Em mim, o alarme gritava: vai perder os
ovos! Vai perder os ovos!
Não sei se foi sonho, mas a lembrança
era forte: vai perder os ovos!
Bom dia para mim, quarentona na
quarentena. Casa vazia, arrumada, como eu gostava e como eu escolhi. Abri a
geladeira, peguei dois ovos e quebrei na vasilha.
Misturei, observando o
amarelo se entremear no translúcido claro, e o barulho chiado da frigideira ao
receber aqueles ovos perfeitamente saudáveis. O café quente na goela umedeceu
toda a secura da noite.
Menos sal e mais pimenta, para acelerar
o ritmo da paradeza. Do lado de fora, na pequena varanda do apartamento,
máscaras de tecido penduradas com desenhos de pintinhos amarelos, nuvens
desenhadas, arco-íris coloridos.
Uma cólica remexeu minhas entranhas. Desliguei
o fogão e segui para o banheiro. Enquanto urinava todo o acúmulo da noite, ouvi
vindo do lado de fora as buzinas e panelas, e os gritos da ferocidade humana.

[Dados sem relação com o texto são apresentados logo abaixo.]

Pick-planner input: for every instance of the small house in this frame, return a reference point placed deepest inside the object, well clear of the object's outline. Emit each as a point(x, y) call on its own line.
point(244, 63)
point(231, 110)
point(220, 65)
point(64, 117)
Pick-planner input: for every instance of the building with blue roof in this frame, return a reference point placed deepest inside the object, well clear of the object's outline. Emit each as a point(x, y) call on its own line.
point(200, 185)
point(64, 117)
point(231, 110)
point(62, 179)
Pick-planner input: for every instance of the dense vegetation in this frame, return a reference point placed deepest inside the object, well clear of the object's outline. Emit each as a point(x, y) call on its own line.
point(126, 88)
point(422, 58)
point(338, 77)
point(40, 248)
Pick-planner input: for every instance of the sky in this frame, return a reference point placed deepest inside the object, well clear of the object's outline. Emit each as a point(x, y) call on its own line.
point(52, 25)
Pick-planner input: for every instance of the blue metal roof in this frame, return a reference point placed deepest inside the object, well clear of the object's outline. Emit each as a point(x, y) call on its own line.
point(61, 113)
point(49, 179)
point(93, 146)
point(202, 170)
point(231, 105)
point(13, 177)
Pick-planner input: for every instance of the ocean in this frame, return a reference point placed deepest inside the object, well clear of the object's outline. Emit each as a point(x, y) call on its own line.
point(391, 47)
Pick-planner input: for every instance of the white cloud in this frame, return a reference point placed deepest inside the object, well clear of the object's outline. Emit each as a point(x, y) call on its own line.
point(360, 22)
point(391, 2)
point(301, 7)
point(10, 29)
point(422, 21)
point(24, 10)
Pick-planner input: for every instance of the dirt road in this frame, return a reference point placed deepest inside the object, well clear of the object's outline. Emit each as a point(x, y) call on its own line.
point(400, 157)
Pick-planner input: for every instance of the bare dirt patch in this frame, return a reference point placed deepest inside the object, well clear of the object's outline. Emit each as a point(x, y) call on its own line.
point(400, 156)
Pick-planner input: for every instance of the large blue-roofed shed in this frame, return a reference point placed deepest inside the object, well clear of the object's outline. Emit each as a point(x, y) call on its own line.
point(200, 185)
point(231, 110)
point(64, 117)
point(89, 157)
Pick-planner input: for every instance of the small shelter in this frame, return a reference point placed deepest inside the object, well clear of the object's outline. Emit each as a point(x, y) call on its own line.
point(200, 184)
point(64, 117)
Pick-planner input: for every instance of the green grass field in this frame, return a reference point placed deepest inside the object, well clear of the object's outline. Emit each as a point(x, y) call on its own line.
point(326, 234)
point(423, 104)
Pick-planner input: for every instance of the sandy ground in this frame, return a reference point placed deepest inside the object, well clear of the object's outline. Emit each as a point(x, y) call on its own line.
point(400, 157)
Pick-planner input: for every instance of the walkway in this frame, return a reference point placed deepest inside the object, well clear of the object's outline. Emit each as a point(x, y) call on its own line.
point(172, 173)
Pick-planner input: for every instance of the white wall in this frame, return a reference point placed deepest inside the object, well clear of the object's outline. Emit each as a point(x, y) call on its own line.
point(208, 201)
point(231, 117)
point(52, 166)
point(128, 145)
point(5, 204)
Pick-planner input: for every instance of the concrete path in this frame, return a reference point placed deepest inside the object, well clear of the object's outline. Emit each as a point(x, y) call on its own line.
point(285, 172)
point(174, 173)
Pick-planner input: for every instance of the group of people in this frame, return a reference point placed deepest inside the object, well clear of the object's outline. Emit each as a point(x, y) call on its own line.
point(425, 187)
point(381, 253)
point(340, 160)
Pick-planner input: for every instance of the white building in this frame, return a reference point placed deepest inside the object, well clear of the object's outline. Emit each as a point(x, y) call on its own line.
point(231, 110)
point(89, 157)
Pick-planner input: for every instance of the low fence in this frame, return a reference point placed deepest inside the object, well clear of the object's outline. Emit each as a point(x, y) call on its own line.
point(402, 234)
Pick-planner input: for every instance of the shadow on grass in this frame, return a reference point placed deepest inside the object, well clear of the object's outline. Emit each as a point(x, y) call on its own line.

Quando me levantei, veio o sonho na
lembrança ainda fresca, ao olhar praquela água avermelhada: vai perder os ovos!
Vai perder os ovos! Perdi mais uma vez. Mais um mês. O som da descarga se
misturou aos das buzinas, enquanto meus ovos ditos velhos se despediam ao som
de ovos estragados que vagavam por aí. E para o café, ovos mexidos.